Francis: In this world where the ERG in a principled manner pushes off the decision, where do you anticipate the decision being made? Or the output of our system is never going to tell us whether this thing is a name or not?

Dan: We do it where we can, but decline to do it where it would require real world knowledge to do so. That seems to me in keeping with our general strategy. Could go back to asking annotators to make that decision in treebanking, but the annotators would be stuck with consistency problems. I think Justice is really important. — is that someone talking about the person or department [Francis/Emily: both names] or the concept?

Ann: Would be happy with the mass term quantifier being underspecified — preserve the info when we know we have a real mass term, but don’t use that quantifier when it’s underspecified between mass and proper.

Dan: Pumping rule says _udef+or+proper_q_rel in the capitalized mass noun case.

Ann: Want to keep all info there is, plus ability to annotate it when we have it, so you can build an appropriate probabilistic model.

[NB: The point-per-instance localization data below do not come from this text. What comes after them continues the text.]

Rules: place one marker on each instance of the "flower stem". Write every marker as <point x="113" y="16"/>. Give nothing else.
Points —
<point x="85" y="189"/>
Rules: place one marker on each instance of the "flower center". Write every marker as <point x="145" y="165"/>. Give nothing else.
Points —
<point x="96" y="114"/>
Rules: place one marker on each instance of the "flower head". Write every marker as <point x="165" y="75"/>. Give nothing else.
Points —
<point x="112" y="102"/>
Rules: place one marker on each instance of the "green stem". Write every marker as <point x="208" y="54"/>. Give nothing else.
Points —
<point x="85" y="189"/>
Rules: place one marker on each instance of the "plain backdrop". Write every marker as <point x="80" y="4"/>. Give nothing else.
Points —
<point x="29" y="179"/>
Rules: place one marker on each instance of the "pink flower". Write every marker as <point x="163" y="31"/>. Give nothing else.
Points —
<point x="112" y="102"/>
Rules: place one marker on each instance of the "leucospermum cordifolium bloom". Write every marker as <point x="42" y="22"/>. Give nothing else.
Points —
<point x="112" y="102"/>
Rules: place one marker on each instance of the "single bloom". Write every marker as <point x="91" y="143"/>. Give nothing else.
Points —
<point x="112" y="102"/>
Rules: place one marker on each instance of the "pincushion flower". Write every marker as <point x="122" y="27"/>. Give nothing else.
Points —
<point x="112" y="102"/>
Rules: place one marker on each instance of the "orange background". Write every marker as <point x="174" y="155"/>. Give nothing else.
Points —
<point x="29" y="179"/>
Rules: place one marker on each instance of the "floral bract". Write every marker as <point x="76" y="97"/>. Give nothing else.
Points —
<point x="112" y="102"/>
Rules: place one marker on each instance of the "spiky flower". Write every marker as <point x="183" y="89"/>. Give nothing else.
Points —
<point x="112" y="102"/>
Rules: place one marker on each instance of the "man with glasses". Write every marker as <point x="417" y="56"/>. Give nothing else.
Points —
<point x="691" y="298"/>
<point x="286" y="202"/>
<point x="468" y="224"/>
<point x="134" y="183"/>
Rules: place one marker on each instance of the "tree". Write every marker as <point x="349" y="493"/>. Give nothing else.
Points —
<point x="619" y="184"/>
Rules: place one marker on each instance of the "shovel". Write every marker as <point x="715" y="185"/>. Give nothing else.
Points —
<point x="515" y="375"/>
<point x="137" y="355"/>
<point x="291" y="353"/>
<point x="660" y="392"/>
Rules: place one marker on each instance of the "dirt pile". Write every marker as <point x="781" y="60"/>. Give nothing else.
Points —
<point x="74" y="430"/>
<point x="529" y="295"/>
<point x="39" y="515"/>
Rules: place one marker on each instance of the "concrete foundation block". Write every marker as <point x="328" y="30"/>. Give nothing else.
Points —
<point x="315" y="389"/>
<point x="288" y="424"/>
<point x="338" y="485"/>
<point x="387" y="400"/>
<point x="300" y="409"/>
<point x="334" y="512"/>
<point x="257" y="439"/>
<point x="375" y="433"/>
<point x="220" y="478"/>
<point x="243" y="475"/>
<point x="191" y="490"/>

Dan: We have to be careful then to construct a representation that is really underspecified that can be specialized to the precise interpretation we want. Might imagine supplying another piece of machinery (probabilistically driven) that resolves e.g. New York to named entity. Might also be true for Kim in HPSG…

Francis: Sandy

Dan: Might even hardwire the fact that we’re going to swallow the .0001% of cases where it’s wrong and coerce these to named entities, but not in the parser, in a later component.

Francis: What sort of proportion of things are cases where the info is there in treebanking, vs. not? How much effort is really required currently for tree bankers?

Dan: It’s like 50/50. Half the time I could not exactly tell you what I wanted to do with that. Partially because of frequency of Stock Exchange, Department, Ministry that are sometimes capitalized, sometimes not. Get Stock exchange, stock exchange as well. The Chicago Mercantile exchange, the Merc, the Chicago Mercantile Exchange. Names of indices/composite stocks, sometimes caps, sometimes not. There’s just no way to be consistent about such frequently occurring sometimes capitalized in a domain. Will be a new set in another domain.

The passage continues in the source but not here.